Pek çok bilim insanı için en büyük tehlike, Vali Ron DeSantis’in öğretilebilirleri kısıtlayanların çıkarıldığı, yöneticilerin ve tüm hücrelerin yeniden yönlendirilme çabalarına rehberlik eden Florida gibi Cumhuriyetçilerin kontrolünde eyaletlerdeki eyalet üniversitelerindedir.
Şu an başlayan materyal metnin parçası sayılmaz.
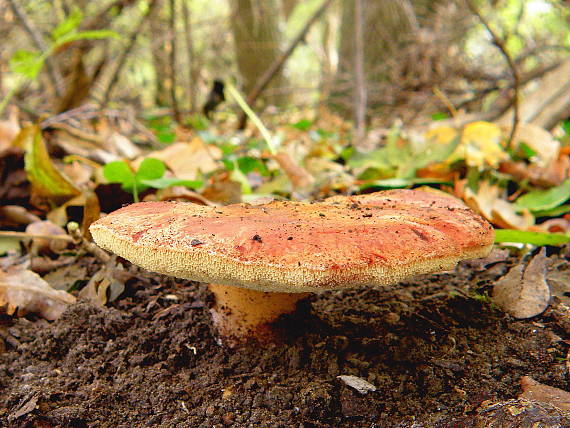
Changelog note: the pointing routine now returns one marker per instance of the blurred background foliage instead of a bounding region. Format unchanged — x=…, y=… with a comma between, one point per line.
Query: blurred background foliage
x=226, y=101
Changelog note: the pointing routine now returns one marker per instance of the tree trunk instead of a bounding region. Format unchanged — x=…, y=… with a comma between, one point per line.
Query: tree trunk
x=160, y=59
x=388, y=27
x=258, y=39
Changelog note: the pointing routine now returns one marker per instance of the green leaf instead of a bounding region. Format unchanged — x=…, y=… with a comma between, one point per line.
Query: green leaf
x=119, y=172
x=47, y=181
x=164, y=182
x=68, y=25
x=166, y=136
x=150, y=169
x=439, y=116
x=397, y=183
x=248, y=164
x=303, y=125
x=527, y=151
x=566, y=126
x=237, y=175
x=87, y=35
x=554, y=212
x=27, y=63
x=534, y=238
x=541, y=200
x=374, y=159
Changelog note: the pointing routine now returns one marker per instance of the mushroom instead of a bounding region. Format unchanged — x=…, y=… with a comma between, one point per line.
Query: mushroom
x=261, y=259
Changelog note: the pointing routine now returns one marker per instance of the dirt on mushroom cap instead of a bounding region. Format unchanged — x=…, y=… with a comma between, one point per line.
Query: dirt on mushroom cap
x=341, y=242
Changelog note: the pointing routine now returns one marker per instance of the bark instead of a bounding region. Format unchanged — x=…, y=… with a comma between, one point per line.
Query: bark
x=160, y=60
x=388, y=27
x=258, y=40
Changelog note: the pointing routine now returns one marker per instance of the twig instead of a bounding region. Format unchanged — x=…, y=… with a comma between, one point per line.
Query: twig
x=445, y=100
x=360, y=98
x=124, y=55
x=500, y=44
x=25, y=235
x=192, y=70
x=90, y=247
x=80, y=134
x=264, y=80
x=173, y=48
x=40, y=44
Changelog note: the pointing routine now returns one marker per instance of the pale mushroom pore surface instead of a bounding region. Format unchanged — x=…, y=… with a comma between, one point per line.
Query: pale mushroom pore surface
x=341, y=242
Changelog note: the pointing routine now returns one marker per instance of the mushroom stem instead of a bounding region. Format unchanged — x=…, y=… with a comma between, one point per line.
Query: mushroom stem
x=239, y=313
Ancak bazı seçkin özel Öncülerde öğretim üyeleri giderek daha farklı bir tehdide karşı örgütlenmeye başladı.
Geçtiğimiz yıl, Harvard, Yale ve Columbia’da akademik özgürlüğe adanmışlık öğelerin bir araya getirilmesi ortaya çıktı; Burada bazı liberal akademisyenler bile, hakim ilerici ortodoksluğun, açık araştırmayı engelleyen bir otosansür ve korku ortamı yarattığını iddia ediyor.
Hamas’ın 7 Ekim’de İsrail’e düzenlediği saldırıların sonuçları birçok Öncüyü alt üst etti; Üniversite başkanları görevlendirildi, Kampüs protestoları kısıtlandı ve mezunlar, bağışçılar ve estetikler daha fazla kontrol için baskı yaptı. Ve aynı zamanda akademik özgürlük siyasetinin kendisini de karıştırdı.
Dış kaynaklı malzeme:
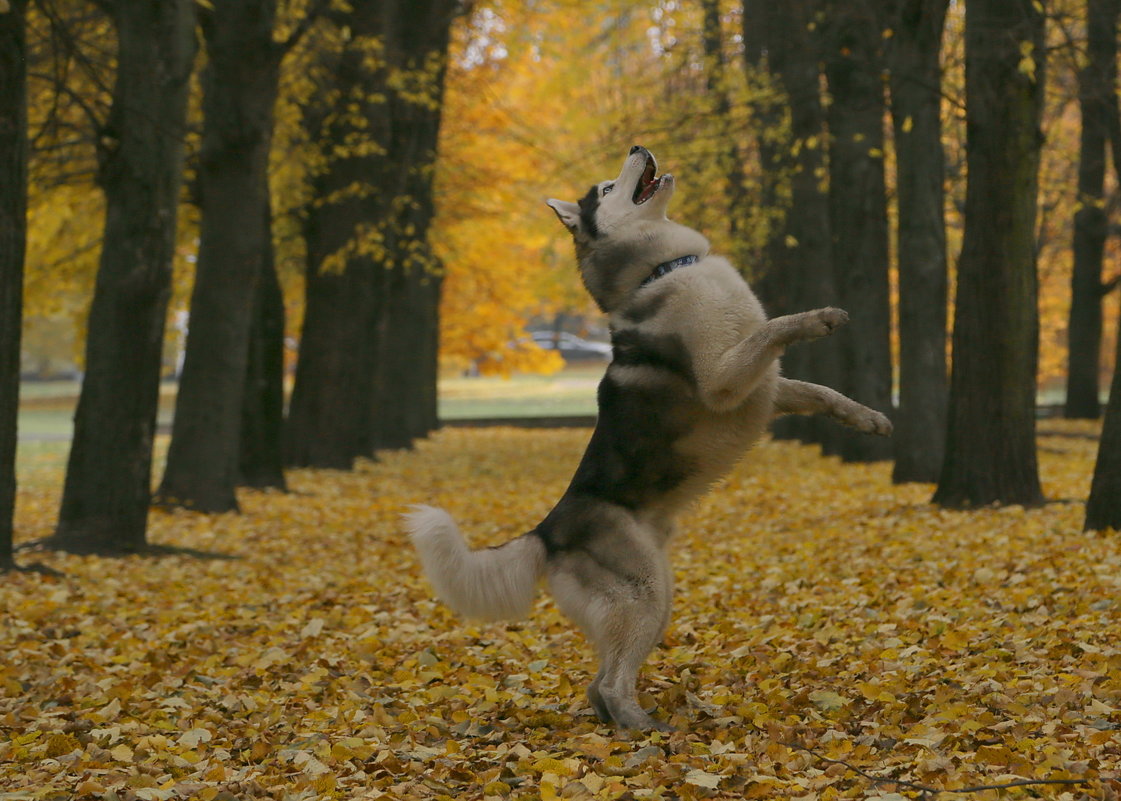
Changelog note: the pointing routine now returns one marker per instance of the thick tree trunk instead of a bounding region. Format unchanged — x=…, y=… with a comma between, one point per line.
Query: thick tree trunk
x=12, y=248
x=990, y=445
x=239, y=94
x=916, y=100
x=407, y=322
x=798, y=271
x=261, y=463
x=329, y=413
x=1096, y=86
x=104, y=504
x=367, y=371
x=1103, y=508
x=858, y=215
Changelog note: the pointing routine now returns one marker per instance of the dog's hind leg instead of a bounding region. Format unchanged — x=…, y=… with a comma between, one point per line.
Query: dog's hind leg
x=632, y=629
x=596, y=698
x=804, y=398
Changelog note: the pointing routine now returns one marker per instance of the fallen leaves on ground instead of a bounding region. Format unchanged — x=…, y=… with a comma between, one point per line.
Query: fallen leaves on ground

Son yıllarda akademik özgürlük, daha genel olarak özgürlük gibi, muhafazakar bir dava olarak kodlanmış ve akademisinin liberal özgürlüğüne karşı savaşmak isteyenler için bir çağrı olarak görüldü.
Şimdi, İsrail-Gazze savaşıyla ilgili devam eden dönücü protestoları bazılarının tartışmaları değiştirildi.